Desolate & Delightful: Our Pick of Hotels Unreachable by Road
What is it that pushes us to explore the off-beat and yearn to visit places that not many know about? It’s the undying adventurous spirit of human beings. It is what led to the discoveries of America by Columbus and the sea-route to India by Vasco Da Gama. It still pushes us to go to great lengths to walk the ancient pathways and fight with nature to tame the most inhospitable places on earth. Although we are encumbered by our corporate lives and our commitments we still try to sneak in a few adventures every now and then – though they may not be to the arctic, but they are satisfying nonetheless.
So, when Neha pointed out an article on Lonely Planet about “Hotels you can’t reach by road”, it got us thinking whether we have been to any such places. Dust off your vacation planners and make a mental note of your leave request as we bring to you three such favorites.
Mode of transport: Train (Flåm Railway/Flåmsbana) or foot (trekking/ hiking)
The Vatnahalsen Hoyfjellshotell stands surrounded by little green hillocks covered in a carpet of fresh green vegetation in summer and a blanket of white in winters. At the reception you will meet a cheerful man who is a real multi-tasker – he manages the reception, the bar, the room service and is a part of the waiting staff at the restaurant. All your meals and drinks will be in the hotel as it’s the only thing around for several miles.
The hotel has a library which is stocked with books, board games and a view of the Flåm Valley worth a million bucks. You can order a Witbier brewed in the local Aegir micro-brewery (located in Flåm) or curl up under a blanket on the ample couch looking out the french windows to admire the view.
Mode of transport: Foot
Ridgemoor Cottage is located at 2,250 mt above sea level over-looking the Panj-La valley which is formed between the Outer Himalayan range of Dhauladar and the Inner Himalayan range of Pir Panjal.

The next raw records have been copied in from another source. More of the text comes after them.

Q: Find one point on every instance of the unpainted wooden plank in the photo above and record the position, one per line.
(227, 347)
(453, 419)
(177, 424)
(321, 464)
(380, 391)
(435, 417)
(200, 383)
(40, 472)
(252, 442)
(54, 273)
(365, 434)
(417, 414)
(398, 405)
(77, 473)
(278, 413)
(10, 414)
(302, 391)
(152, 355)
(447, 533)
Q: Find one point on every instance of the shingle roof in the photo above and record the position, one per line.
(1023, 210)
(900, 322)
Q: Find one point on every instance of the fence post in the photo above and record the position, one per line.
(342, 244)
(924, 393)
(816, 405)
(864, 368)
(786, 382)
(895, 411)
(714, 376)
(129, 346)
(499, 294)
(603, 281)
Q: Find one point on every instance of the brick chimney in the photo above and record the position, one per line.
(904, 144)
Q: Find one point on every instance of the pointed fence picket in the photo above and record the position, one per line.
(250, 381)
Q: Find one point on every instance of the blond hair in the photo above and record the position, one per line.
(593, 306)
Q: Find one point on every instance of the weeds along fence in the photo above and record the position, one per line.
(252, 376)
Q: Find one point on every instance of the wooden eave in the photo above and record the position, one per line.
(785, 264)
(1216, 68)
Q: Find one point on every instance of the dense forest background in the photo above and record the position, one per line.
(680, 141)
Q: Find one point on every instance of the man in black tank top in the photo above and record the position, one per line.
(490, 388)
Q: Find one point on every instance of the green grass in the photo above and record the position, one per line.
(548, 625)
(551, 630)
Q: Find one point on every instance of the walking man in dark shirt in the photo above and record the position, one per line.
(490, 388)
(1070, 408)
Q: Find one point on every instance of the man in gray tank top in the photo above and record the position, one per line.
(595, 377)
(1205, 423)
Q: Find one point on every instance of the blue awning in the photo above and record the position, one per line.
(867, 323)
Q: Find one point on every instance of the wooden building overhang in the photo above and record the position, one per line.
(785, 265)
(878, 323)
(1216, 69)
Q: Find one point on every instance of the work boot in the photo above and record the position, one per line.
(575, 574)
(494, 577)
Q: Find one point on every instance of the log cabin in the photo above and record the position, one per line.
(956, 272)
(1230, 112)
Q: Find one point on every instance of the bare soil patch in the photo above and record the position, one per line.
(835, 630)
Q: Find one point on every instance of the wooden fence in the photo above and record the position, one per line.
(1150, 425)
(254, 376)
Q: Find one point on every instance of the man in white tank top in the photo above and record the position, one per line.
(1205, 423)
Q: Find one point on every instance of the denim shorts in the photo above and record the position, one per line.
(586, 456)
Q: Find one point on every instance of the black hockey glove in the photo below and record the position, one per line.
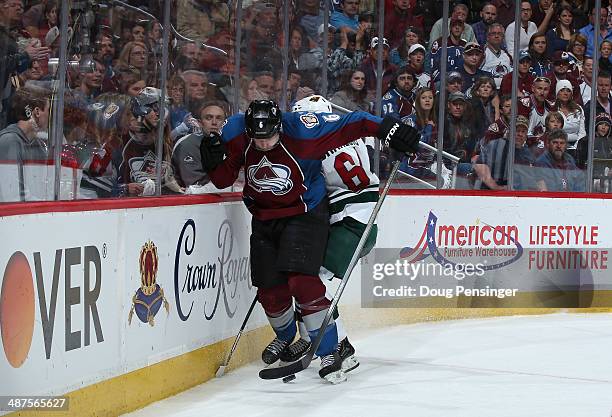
(398, 135)
(212, 151)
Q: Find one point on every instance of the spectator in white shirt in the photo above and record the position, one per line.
(528, 28)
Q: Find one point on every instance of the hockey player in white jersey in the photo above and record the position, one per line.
(353, 191)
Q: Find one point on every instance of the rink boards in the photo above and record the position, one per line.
(120, 303)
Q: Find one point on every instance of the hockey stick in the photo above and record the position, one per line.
(298, 366)
(221, 369)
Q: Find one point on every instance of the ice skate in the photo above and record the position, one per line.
(295, 351)
(331, 368)
(347, 355)
(273, 351)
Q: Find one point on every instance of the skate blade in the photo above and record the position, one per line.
(335, 377)
(349, 364)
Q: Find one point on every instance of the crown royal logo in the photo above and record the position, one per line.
(148, 299)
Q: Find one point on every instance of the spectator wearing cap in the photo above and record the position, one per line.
(196, 87)
(470, 70)
(586, 77)
(536, 106)
(404, 15)
(589, 30)
(484, 105)
(416, 62)
(105, 53)
(492, 163)
(604, 102)
(538, 144)
(46, 20)
(186, 159)
(398, 101)
(460, 12)
(261, 36)
(505, 11)
(605, 63)
(542, 14)
(134, 57)
(353, 93)
(198, 20)
(497, 60)
(488, 16)
(310, 16)
(498, 128)
(344, 59)
(573, 115)
(399, 55)
(91, 76)
(525, 77)
(455, 47)
(576, 49)
(369, 66)
(560, 72)
(424, 119)
(602, 148)
(540, 62)
(13, 59)
(556, 170)
(527, 28)
(458, 136)
(557, 38)
(348, 17)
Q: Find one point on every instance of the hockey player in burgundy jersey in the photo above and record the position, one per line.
(285, 191)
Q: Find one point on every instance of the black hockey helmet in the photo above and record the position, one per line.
(262, 119)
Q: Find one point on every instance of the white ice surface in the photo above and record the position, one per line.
(524, 366)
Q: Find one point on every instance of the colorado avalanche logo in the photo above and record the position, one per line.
(266, 176)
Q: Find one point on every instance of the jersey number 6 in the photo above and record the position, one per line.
(351, 173)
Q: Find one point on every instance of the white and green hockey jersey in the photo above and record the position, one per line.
(351, 186)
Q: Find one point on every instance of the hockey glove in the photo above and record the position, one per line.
(399, 136)
(212, 151)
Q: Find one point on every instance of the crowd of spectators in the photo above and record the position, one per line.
(112, 99)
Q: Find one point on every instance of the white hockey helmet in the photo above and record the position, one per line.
(315, 104)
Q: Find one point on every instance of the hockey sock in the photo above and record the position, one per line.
(301, 326)
(309, 293)
(278, 305)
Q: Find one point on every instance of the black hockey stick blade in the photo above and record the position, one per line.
(298, 366)
(286, 370)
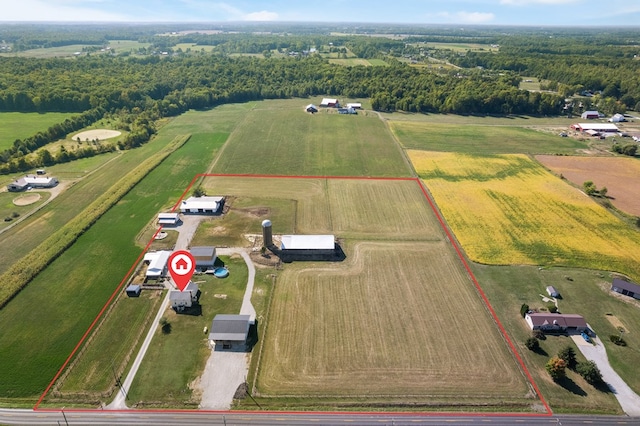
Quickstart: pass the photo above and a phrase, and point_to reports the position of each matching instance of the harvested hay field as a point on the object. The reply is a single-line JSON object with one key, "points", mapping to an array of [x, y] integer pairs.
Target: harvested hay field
{"points": [[621, 176], [351, 208], [25, 200], [532, 216], [401, 320]]}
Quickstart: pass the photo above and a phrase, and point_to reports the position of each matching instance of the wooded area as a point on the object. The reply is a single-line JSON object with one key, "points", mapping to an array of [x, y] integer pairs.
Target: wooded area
{"points": [[137, 87]]}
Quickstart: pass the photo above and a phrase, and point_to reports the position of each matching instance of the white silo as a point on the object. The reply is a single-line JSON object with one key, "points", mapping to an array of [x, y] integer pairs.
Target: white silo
{"points": [[267, 235]]}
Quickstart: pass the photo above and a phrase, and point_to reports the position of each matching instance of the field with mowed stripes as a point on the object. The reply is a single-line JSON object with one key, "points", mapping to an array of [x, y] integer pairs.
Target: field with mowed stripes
{"points": [[398, 321]]}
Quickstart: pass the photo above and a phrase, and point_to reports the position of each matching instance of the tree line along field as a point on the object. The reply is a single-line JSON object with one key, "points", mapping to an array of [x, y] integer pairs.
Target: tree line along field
{"points": [[377, 219], [19, 125], [65, 297], [394, 322], [482, 138], [287, 140], [621, 177]]}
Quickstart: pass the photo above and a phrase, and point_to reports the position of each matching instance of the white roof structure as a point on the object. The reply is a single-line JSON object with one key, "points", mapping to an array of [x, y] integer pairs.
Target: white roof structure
{"points": [[598, 127], [157, 263], [34, 181], [308, 242], [194, 204], [168, 218], [188, 295], [328, 101]]}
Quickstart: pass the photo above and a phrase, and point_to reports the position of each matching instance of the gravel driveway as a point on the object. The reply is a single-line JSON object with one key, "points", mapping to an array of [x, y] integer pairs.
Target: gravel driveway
{"points": [[628, 399]]}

An overnight train from New Delhi to Pathankot (in Punjab) followed by a drive through a mountainous highway gets you to the base camp near the village of Chamba. A 6-7 hour intense trek takes you to the Ridgemoor Cottage. It is a small mud-house made on two levels with 3-4 guest rooms on the upper level. The rooms are simple and only contain a cot with a sleeping bag to sleep in during winters. After a tough day’s trek these rooms provide the warmth of homestay.

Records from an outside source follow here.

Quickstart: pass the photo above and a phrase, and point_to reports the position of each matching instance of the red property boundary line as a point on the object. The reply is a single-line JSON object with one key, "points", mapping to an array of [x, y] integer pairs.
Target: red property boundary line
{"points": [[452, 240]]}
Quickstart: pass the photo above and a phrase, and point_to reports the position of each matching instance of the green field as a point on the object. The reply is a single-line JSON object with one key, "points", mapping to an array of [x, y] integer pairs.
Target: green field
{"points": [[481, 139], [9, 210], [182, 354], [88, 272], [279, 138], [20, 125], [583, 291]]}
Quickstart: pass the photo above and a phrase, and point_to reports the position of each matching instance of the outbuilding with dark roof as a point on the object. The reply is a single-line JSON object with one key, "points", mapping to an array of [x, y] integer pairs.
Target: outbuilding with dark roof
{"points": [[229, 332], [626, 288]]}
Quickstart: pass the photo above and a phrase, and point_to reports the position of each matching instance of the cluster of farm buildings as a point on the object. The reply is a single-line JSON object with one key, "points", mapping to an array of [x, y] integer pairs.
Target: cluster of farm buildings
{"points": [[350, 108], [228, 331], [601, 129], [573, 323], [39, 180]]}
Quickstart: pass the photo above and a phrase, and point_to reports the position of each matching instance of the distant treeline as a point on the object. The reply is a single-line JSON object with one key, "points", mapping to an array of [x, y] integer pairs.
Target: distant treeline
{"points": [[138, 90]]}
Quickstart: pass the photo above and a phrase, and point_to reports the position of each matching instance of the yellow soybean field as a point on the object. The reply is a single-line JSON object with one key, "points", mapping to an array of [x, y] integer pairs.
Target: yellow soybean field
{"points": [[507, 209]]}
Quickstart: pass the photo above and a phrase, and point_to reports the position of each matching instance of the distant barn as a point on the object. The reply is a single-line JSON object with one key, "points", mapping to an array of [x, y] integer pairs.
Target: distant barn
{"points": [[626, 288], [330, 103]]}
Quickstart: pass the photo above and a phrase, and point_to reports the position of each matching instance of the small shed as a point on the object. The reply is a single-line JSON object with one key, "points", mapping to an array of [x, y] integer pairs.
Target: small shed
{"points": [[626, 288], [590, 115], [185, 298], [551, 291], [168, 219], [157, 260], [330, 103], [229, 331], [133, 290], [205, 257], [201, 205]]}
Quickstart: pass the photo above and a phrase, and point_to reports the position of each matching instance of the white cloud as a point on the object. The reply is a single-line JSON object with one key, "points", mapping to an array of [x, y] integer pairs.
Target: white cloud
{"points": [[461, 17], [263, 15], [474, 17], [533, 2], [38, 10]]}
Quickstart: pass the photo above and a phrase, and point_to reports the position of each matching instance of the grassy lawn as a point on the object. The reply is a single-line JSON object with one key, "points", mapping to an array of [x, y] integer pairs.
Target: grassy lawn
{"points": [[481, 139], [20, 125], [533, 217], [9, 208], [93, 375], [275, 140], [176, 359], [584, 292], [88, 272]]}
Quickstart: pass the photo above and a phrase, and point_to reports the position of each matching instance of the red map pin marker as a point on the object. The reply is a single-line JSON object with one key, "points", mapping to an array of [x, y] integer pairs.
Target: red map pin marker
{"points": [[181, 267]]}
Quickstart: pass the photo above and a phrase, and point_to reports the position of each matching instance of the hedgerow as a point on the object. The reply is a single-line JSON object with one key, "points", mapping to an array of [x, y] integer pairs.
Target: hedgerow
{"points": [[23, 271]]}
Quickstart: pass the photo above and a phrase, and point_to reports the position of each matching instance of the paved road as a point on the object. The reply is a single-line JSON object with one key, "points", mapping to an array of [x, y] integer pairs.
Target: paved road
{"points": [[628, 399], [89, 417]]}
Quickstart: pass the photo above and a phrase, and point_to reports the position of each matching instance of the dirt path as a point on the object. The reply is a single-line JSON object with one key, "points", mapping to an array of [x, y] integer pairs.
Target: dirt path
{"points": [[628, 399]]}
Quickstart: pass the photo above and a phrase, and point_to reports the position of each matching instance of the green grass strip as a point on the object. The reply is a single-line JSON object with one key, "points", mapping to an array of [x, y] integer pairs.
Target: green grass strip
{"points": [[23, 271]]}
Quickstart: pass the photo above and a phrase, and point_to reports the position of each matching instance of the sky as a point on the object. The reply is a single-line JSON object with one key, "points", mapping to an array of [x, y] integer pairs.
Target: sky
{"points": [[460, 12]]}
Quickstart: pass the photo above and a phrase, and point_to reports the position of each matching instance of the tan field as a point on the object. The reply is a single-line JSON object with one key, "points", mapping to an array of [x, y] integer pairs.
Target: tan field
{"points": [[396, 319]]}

Meals are cooked homestyle and had with panoramic views of the Himalayas. There is an option to spend the evening with campfire made of wood scavenged from surrounding areas and some gritty Indian whiskey to raise your spirits.
Mode of transport: Boat
This lone resort on Silhouette Island has a stretch of 2.5 km of beautiful white-sand beach, that gradually ends with coral reefs into emerald green waters of the Indian Ocean. There is no shortage of wanderlust when you gaze out into the sea or lie on one of the several hammocks listening to the waves crash against the corals.
Shake off the island lethargy with a trek out to Jardin Marron to view the largest coconuts in the world – the Coco De Mer. A short buggy ride up to the Tortoise farm will bring you face to face with giant tortoises including Jonathan – the oldest living animal in the world!
There are several activities such as Fishing, Snorkeling and Scuba diving (complete with a PADI certification). You can unwind with a SeyBrew in the gazebos of Lo Brizan bar and chirping birds will keep you company for breakfast on the porch of Cafe Dauban.